Just the other day I entered that same room, filled with many of the same people from nine years ago.  While there were plenty of new faces as well, most of them had long ago become a part of our family. I explained that I had been preparing for this day for nearly nine years, although what was originally a day to which I had looked forward with anticipation was now one I truly dreaded. This time, I was to deliver a different message – that I would soon be stepping down as their leader. Looking out at the crowd as I gave news, every face reminded me of a lesson taught or learned, a favor asked or granted, or an experience shared.

I’ve heard it said that the whole is greater than the sum of its parts. When it comes to health care in the modern age that is certainly true, be it the correlation between community and hospital, employees and hospital, or even investors and hospital. As different as each of these bonds is from the other, all three survive only by existing together. These past few days I have witnessed first hand the ways in which change can make for a stressful environment.  The staff is nervous, the patients may be confused, and emotions run high. Nine years of consistency will undoubtedly lead to fear and uncertainty for a time, no matter who is waiting in the “on-deck circle”.

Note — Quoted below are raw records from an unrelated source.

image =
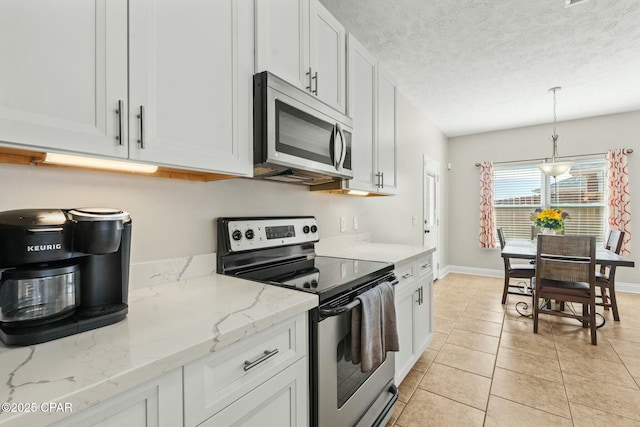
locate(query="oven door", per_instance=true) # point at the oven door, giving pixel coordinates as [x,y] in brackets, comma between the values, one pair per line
[345,395]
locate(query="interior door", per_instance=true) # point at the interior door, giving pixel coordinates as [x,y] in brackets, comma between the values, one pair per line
[431,209]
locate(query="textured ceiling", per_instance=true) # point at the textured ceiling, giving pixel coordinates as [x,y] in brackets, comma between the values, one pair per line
[480,65]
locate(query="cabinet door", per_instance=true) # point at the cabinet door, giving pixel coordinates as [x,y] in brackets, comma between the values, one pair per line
[280,401]
[157,403]
[387,131]
[327,56]
[361,70]
[282,40]
[64,69]
[405,299]
[191,67]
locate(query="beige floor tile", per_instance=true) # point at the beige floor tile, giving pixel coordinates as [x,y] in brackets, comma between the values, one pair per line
[538,344]
[486,315]
[461,386]
[584,416]
[503,412]
[606,397]
[632,364]
[473,340]
[445,311]
[541,394]
[529,364]
[397,410]
[625,348]
[437,341]
[442,325]
[466,359]
[430,410]
[621,333]
[479,326]
[582,348]
[425,360]
[409,384]
[596,369]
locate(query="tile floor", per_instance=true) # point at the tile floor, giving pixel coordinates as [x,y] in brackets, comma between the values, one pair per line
[486,367]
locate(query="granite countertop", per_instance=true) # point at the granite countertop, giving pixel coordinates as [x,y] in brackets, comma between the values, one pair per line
[386,252]
[168,325]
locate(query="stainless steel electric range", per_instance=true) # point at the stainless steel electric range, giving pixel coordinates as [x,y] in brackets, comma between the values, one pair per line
[281,251]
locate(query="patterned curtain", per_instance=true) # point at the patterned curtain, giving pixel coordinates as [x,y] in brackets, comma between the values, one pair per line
[619,199]
[487,215]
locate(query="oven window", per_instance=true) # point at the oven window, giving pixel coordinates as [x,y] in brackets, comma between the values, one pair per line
[302,135]
[350,378]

But that is what makes a hospital such a special place to work.  As chaos tries to rule the day, something happens, and a wake up call of sorts is given, reminding us all of the reason we have come together in this building on this day. Our dose of reality connects us with the real issue at hand. We remember that our community truly values the support we give in times of need, just as we do the same for one another.  After all, that is what relationships are all about.

If life could really imitate art, or at least the spirit of the law, it would make health care reform a much easier pill to swallow. To succeed in this endeavor, our primary goal should be to remember not just why we are here, but what the underlying purpose of health care in America is really all about.  For me, it has always meant faithfully serving the people who depend on us.  Though we may all sometimes forget why we do what we do, the relationships around us that maintain the hospital infrastructure so that it can operate all day, every day, are too important to ever be taken for granted.  Hopefully those who oversee the nationwide debate will one day come to accept this fact.